In fact when I asked him, he said,

some of these girls and parents think that buying the hitting lesson, and the bat,  is supposed to buy the at bat success. Girls leave here one week and come back the next and its obvious they didn’t work on one thing we worked on at lessons previously. But the parents hand over the money, and the girls think 30 minutes with me every week is some sort of guarantee. But it’s not. These are the parents who will move on to another hitting coach every few months because they aren’t seeing results.

Maybe in some respects we are doing things wrong. Maybe we should buy the TEE and the Walmart bat before we buy into the $300 composite. Then, just wait and see how much work our girls are willing to put in on their own. Using a broomstick as a tee if they have to.

Maybe we should let them hack it out on rec teams before jumping to travel to see if their passion and sense of accountability develops on their own.

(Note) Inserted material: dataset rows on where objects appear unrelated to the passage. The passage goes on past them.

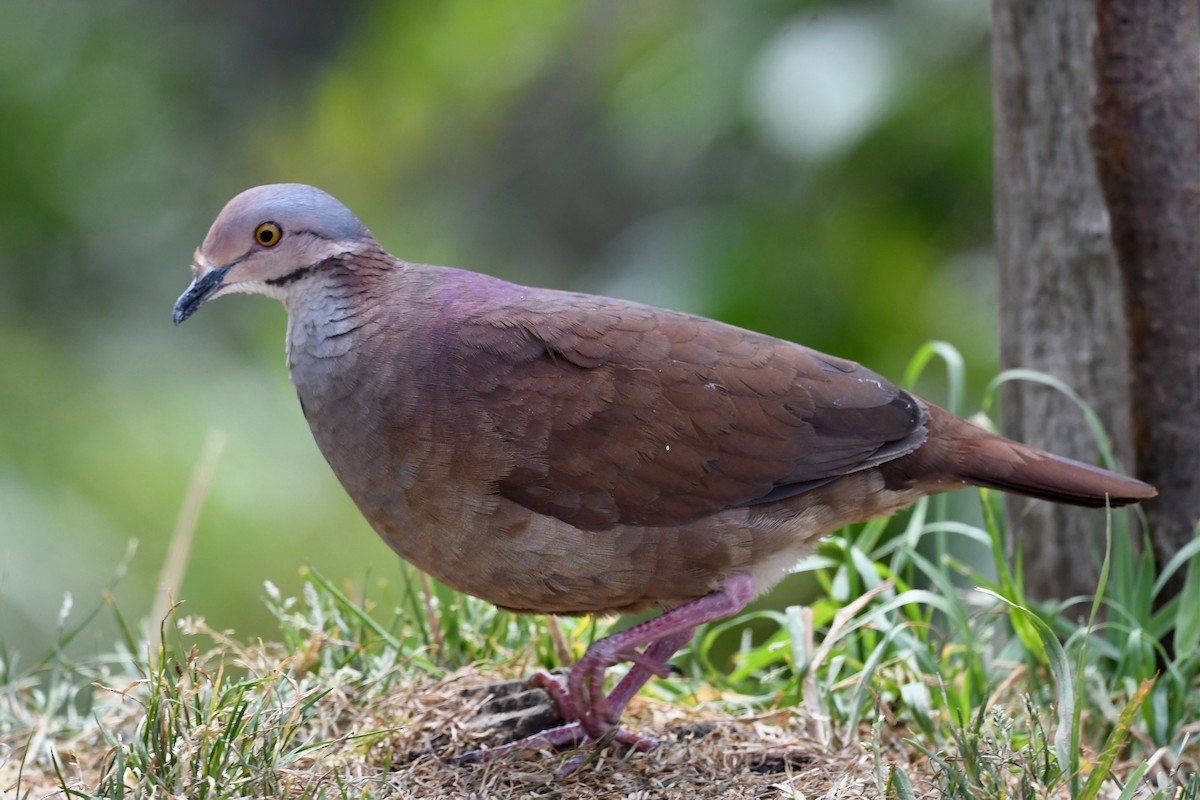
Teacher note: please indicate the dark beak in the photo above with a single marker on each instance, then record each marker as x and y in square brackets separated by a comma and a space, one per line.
[202, 289]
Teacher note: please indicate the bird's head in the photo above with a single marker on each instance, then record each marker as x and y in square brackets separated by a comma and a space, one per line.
[265, 239]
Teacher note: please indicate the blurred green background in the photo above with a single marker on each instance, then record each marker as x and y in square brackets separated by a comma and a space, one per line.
[817, 170]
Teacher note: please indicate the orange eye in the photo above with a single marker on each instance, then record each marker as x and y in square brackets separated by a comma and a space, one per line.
[268, 234]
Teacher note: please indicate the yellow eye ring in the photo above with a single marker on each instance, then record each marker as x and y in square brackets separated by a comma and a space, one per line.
[268, 234]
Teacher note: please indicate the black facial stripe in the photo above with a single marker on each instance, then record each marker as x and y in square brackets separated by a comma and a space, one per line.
[294, 275]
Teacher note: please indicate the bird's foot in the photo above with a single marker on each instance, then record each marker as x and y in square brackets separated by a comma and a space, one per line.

Maybe we should only continue to fork over the money for hitting lessons when we see our daughters taking their dusty buckets and gloves and bats out into the yard to actually put in the work on their own, holding THEM accountable for the PRIVILEGE they are being offered.

It would be an interesting experiment to see how many of our girls – when left with a bucket of balls and a TEE, would actually gravitate towards these simple, basic tools on their own (without parental prodding)?

Accountability. Maybe, it starts with a TEE! Perhaps the most simple,

but basic hitting tool in all of softball.